Photo Credit: Dan Tremper, USCG



The war in Iran is so much in the news, and I have so little to add, that I avoided writing to you at all.  The situation changes every day.  Whatever I say will likely turn out wrong, and quickly!


So let's talk about something related, but slightly different.  The stock market didn't get the memo that we have a war in progress, and that 20% of the world's oil supply is bottled up inside the Strait of Hormuz.  Instead, the market bounces along close to its all time highs.  Volatility remains low.  In previous oil crises, the stock market gyrated wildly.  Today, it barely seems to notice.  What's going on?


To begin, and despite headlines to the contrary, the economy continues to perform well.  Real GDP and corporate earnings grow healthily.  In spite of dire forecasts—stemming first from President Trump's tariffs last year and then from this year's spike in oil prices—inflation remains subdued.  Currently, we have strong growth with moderately low inflation—an ideal combination.


But I propose a further explanation.  Look at the current top ten companies in the S&P 500:


Microsoft

Apple

NVIDIA

Amazon

Alphabet (Google)

Meta (Facebook)

Berkshire Hathaway

Eli Lilly

Broadcom

Tesla


Together, these companies represent between a quarter and one-third of the index.


Microsoft, Google and Facebook simply don't care about the price of oil.  They make software which they ship to their clients electronically.  They need power for their datacenters, which they draw from the power grid, likely generated by coal, nuclear, hydro-electric, or solar.  Oil barely enters the equation.


NVIDIA and Broadcom make very small chips that require massive investment in R&D, but minimal oil for manufacture (maybe none) and are easy to ship with a light oil footprint.  Lilly also ships a very small, very light product, in which research and development is everything, and for which shipping contributes little to the overall price.


Of the top ten companies, only Apple, Amazon, Berkshire and Tesla have significant exposure to the price of oil, largely due to shipping.
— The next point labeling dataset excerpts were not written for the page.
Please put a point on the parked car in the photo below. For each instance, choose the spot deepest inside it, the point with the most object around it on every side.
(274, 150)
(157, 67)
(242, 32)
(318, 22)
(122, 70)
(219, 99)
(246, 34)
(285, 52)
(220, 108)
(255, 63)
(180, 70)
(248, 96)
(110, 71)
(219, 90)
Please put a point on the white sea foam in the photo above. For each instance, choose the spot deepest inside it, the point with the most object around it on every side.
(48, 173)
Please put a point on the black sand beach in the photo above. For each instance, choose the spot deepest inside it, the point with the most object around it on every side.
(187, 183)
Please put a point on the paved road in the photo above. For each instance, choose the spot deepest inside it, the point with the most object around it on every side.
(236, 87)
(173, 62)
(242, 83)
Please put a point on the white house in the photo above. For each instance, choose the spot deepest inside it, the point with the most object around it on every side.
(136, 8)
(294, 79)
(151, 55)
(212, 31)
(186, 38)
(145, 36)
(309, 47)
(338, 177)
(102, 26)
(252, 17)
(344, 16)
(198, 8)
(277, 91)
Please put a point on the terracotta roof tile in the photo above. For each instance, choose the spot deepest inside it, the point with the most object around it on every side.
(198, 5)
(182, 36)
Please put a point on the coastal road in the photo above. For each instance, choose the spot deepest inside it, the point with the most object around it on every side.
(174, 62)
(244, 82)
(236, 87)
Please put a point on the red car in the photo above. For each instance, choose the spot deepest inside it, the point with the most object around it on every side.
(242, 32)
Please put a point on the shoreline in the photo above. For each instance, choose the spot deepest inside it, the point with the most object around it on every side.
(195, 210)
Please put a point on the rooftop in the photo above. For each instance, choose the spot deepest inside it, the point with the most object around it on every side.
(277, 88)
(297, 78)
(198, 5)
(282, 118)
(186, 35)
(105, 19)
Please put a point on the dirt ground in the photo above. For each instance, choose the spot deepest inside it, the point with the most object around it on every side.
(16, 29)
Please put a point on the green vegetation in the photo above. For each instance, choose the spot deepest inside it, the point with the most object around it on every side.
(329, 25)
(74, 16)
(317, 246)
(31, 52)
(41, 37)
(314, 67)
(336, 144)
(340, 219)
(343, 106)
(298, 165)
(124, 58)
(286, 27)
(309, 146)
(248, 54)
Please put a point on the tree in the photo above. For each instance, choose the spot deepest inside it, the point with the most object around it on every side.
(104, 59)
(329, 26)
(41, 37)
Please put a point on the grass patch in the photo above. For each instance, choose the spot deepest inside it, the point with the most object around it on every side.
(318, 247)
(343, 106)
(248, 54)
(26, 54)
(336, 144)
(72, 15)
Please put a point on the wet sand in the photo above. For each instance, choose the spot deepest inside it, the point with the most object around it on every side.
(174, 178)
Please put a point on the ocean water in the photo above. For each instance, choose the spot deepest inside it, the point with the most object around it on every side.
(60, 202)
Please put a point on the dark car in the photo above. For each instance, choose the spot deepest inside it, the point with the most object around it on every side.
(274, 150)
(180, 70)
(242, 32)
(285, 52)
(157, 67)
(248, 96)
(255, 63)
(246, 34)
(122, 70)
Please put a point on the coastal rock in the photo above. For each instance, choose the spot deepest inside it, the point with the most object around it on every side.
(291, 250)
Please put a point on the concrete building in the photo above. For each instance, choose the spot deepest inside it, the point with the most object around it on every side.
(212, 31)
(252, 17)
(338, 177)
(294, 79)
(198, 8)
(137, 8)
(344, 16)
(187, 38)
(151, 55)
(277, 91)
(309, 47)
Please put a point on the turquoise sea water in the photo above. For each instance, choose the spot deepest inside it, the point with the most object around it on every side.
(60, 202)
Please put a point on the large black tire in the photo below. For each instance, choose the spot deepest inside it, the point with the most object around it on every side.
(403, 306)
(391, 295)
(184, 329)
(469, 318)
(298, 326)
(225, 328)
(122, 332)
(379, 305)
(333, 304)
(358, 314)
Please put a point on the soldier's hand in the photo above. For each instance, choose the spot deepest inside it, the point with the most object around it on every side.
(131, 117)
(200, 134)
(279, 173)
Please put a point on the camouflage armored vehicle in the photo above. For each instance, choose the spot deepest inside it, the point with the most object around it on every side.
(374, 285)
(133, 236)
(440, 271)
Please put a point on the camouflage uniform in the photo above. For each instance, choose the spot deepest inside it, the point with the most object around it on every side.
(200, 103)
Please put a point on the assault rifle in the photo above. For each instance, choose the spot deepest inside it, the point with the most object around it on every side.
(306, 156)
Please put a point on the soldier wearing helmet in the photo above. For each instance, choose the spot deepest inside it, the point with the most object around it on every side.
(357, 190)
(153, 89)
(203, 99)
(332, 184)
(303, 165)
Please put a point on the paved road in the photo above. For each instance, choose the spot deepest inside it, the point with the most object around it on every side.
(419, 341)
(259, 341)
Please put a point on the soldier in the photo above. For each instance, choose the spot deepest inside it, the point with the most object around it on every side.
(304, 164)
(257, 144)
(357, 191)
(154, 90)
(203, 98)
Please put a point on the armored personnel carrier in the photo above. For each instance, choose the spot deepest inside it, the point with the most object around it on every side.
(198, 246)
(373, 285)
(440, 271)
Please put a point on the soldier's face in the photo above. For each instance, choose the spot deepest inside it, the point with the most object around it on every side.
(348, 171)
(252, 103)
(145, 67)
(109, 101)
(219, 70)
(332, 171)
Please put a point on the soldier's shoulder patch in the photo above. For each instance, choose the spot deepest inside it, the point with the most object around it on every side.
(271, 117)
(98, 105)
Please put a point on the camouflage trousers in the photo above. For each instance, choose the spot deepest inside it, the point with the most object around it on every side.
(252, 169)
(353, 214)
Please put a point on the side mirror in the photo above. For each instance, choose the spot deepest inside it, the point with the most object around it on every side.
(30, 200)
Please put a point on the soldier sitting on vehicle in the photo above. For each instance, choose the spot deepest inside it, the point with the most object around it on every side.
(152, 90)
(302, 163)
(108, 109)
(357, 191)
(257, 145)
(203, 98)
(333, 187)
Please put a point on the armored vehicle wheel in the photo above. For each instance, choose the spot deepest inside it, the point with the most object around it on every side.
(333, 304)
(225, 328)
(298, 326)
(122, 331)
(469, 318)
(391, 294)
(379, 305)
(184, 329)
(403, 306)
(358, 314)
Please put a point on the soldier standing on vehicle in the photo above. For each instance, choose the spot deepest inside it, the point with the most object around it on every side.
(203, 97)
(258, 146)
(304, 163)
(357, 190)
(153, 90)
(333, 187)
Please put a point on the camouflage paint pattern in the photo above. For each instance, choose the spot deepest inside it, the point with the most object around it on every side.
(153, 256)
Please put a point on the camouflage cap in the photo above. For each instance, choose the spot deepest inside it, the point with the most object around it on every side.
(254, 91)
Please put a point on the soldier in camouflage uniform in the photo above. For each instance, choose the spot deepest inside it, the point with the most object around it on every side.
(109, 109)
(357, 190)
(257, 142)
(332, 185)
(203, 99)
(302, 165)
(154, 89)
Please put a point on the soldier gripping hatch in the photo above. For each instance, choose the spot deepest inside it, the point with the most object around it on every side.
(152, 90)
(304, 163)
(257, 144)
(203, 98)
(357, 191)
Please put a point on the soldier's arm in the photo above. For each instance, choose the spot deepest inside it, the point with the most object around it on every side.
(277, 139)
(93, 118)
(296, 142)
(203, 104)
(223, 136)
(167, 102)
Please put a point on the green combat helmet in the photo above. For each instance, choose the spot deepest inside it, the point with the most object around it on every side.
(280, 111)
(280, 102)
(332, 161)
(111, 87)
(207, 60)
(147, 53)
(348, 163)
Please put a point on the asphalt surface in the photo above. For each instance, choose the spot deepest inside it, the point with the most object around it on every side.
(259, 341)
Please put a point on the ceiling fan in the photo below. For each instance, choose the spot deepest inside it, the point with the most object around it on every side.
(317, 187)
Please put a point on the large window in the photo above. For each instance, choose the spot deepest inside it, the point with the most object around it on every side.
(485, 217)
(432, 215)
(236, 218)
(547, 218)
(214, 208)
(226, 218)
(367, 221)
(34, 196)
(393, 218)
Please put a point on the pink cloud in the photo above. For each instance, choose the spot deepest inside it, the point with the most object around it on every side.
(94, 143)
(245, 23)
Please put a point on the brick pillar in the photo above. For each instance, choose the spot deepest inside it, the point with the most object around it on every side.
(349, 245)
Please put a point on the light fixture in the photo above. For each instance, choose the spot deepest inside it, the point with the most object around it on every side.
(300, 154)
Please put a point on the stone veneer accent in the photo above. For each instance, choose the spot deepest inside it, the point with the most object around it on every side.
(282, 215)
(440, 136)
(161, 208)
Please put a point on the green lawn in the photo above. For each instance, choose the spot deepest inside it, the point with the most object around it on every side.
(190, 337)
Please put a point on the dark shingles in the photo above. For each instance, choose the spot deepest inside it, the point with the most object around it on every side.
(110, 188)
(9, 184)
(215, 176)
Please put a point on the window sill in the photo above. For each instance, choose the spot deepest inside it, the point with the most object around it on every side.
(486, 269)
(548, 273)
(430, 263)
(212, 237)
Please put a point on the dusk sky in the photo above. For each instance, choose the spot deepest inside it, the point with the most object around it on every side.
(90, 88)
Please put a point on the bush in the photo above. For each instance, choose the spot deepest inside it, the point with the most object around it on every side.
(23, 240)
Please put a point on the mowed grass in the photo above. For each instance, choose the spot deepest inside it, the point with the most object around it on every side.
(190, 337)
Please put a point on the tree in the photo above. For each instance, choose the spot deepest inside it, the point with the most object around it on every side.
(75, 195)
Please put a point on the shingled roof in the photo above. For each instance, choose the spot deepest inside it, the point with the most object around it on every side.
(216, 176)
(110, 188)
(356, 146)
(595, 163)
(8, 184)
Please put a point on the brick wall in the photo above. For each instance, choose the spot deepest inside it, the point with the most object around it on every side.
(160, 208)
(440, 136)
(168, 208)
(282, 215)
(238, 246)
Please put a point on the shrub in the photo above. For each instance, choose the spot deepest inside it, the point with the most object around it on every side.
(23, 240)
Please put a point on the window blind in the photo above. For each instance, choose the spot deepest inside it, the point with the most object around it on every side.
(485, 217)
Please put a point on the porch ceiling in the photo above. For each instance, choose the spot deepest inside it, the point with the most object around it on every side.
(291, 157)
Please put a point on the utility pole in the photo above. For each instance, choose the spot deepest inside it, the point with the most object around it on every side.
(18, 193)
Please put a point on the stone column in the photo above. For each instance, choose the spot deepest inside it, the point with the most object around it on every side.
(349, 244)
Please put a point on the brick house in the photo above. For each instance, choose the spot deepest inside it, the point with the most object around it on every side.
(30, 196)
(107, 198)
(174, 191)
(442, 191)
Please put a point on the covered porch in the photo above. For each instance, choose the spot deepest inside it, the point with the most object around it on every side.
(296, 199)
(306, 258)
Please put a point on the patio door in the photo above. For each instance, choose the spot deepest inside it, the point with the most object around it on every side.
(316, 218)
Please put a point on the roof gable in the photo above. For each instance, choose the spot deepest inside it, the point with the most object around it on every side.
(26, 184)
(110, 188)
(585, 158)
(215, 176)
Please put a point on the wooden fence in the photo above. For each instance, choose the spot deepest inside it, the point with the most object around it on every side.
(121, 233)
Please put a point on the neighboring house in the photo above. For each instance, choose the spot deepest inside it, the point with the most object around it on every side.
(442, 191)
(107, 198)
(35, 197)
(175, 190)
And I question whether Apple, whose App Store and other licensing operations generate massive revenues, or Berkshire, which gets one-third of its revenue from insurance services, really belongs here.  (Berkshire Hathaway does own a railroad.)


Without noticing, we have moved some distance into a "post-oil" economy.  I don't want to claim too much, such as by saying we no longer need oil or have no stake in the Strait of Hormuz.  But the S&P 500 was once dominated by car companies, big manufacturers, oil companies and banks, and that picture has totally changed.  The companies driving growth today sell in-demand IT products that generally feature falling costs, increased automation, virtually no shipping expense, and little business exposure to oil prices.  No wonder the market keeps going up.


Furthermore, we now have millions of Teslas and other EVs from all around the world on the road, bypassing the gas station, as we never had in previous oil crises.  That trend will only grow.  Tesla just introduced a long-haul semi that might remake the trucking industry.


The trend is not exactly new.  Economists call the relative demand for oil, measured against economic growth, "oil intensity".  The intensity of our oil dependence has declined gradually for years.  Global demand continues to increase in absolute terms, driven by China and developing nations.  But in the United States, we have reached a moment when the stock market ignores both a war in the Middle East and crude oil priced above $100 a barrel.


What a great outcome.  Environmentalists, political and economic thinkers have looked forward to this for decades.  I think the trend will only continue, potentially remaking politics in the Middle East and eventually bringing us some peace, at last.  At least, I hope so.